The clinical syndrome seen with A. cantonensis is due to the intense inflammatory reaction of the dying parasites. Eosinophilic meningitis (EoM) remains the most common presentation of angiostrongyliasis. Headache is the most common symptom that can be associated with neck stiffness, nausea, and vomiting. Paresthesias and hyperesthesias can be associated with symptoms that can last for several weeks. Eosinophilic encephalitis (EoE) is rare but usually fatal due to late diagnosis. Rarely, ocular involvement can manifest with foreign body sensation and blurred vision from the anterior chamber and intravitreal invasion of larvae, respectively.[5][6][7]

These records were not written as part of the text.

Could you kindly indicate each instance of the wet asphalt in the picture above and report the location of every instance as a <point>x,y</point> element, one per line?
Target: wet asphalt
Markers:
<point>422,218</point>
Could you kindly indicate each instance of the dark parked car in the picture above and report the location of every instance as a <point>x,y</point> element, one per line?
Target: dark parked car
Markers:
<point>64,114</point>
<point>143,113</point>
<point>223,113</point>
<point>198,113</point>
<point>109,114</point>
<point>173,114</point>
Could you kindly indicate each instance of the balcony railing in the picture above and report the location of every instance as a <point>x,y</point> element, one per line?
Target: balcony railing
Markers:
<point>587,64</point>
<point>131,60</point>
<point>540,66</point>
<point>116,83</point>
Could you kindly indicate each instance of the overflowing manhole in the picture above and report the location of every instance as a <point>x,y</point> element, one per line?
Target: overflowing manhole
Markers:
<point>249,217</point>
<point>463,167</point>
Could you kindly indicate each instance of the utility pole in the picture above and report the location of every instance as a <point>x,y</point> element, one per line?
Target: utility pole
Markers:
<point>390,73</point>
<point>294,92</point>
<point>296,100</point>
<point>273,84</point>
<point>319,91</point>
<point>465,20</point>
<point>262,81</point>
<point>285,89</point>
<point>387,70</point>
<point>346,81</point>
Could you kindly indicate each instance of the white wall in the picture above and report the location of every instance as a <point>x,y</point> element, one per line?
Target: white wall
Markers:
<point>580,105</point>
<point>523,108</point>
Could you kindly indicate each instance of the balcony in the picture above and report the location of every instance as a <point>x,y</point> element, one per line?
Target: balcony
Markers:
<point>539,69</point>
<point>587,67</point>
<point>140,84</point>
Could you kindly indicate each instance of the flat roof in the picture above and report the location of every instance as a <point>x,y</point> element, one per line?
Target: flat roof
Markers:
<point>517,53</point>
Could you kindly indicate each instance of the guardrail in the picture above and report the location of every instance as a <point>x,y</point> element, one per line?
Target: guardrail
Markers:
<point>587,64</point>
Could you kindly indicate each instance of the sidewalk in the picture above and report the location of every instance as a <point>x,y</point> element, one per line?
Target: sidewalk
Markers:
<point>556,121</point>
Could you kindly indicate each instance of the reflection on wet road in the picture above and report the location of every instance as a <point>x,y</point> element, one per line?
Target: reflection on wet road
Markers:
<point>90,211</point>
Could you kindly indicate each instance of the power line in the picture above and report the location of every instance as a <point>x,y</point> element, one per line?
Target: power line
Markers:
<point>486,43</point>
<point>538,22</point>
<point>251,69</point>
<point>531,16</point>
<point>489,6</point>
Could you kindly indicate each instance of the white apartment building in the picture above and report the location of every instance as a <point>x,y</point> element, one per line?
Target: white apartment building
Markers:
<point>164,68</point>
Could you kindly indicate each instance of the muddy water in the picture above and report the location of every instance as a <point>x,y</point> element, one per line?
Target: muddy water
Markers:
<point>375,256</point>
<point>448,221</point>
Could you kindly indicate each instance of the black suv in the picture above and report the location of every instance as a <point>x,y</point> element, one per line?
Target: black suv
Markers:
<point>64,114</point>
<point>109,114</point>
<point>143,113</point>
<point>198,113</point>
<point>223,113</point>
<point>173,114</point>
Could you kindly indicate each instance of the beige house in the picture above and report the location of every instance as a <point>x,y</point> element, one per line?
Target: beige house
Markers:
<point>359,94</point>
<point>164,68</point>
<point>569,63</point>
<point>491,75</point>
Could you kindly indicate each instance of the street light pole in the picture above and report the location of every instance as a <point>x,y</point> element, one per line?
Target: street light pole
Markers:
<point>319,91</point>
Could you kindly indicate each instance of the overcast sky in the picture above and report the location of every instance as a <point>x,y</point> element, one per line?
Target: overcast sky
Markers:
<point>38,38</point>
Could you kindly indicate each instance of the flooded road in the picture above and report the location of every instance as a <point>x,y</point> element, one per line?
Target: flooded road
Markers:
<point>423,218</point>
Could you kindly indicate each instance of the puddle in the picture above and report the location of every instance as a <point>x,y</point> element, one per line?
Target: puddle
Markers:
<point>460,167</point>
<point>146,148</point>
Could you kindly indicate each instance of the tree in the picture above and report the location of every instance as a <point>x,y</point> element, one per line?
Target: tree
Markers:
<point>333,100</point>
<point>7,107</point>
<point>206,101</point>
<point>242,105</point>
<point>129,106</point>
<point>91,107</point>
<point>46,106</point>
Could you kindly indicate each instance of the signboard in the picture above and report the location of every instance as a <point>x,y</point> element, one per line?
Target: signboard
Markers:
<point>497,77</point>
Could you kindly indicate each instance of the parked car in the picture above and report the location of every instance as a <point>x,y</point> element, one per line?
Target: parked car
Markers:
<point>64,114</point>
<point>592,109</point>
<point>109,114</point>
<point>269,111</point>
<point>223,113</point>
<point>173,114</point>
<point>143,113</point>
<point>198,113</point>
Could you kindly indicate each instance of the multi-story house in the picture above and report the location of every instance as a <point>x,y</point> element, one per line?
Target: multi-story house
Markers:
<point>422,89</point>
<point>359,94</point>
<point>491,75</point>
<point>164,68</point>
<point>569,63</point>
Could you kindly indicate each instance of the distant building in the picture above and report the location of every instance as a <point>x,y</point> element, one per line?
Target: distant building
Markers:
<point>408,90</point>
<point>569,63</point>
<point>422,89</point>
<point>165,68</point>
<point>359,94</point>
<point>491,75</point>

CNS features of infection include new-onset severe headache resistant to NSAID therapy and paraesthesias (such as touch hypersensitivity, tingling, burning sensation). Shifting paresthesias are a notable characteristic along with migratory pain in the trunk and limbs (not in a dermatological distribution). CN VI or VII nerve palsy may occur. It is not clear why patients may also present with urinary retention. Before CNS symptoms become prominent, changes usually start with the GI tract. The incubation period for infection occurs over 1to 3 weeks (but can extend up to 6 weeks), and during this time, patients may develop nonspecific abdominal pain, nausea, and vomiting. This occurs due to the infiltration of the intestinal wall by the larva. They then circulate through the blood and ultimately penetrate the brain through the blood-brain barrier when the neurological symptoms start to occur. This period takes one to a few weeks to occur, and so patients may have a resolution of the initial GI symptoms and be asymptomatic during this period, or there may be the persistence of the GI symptoms. Emesis can also occur due to meningeal involvement. More nonspecific symptoms include lethargy, low-grade fever, difficulty sleeping, confusion. Children tend to have less prominent neurological findings and more gastrointestinal involvement. Physical exam should focus on a complete neurological and abdominal exam.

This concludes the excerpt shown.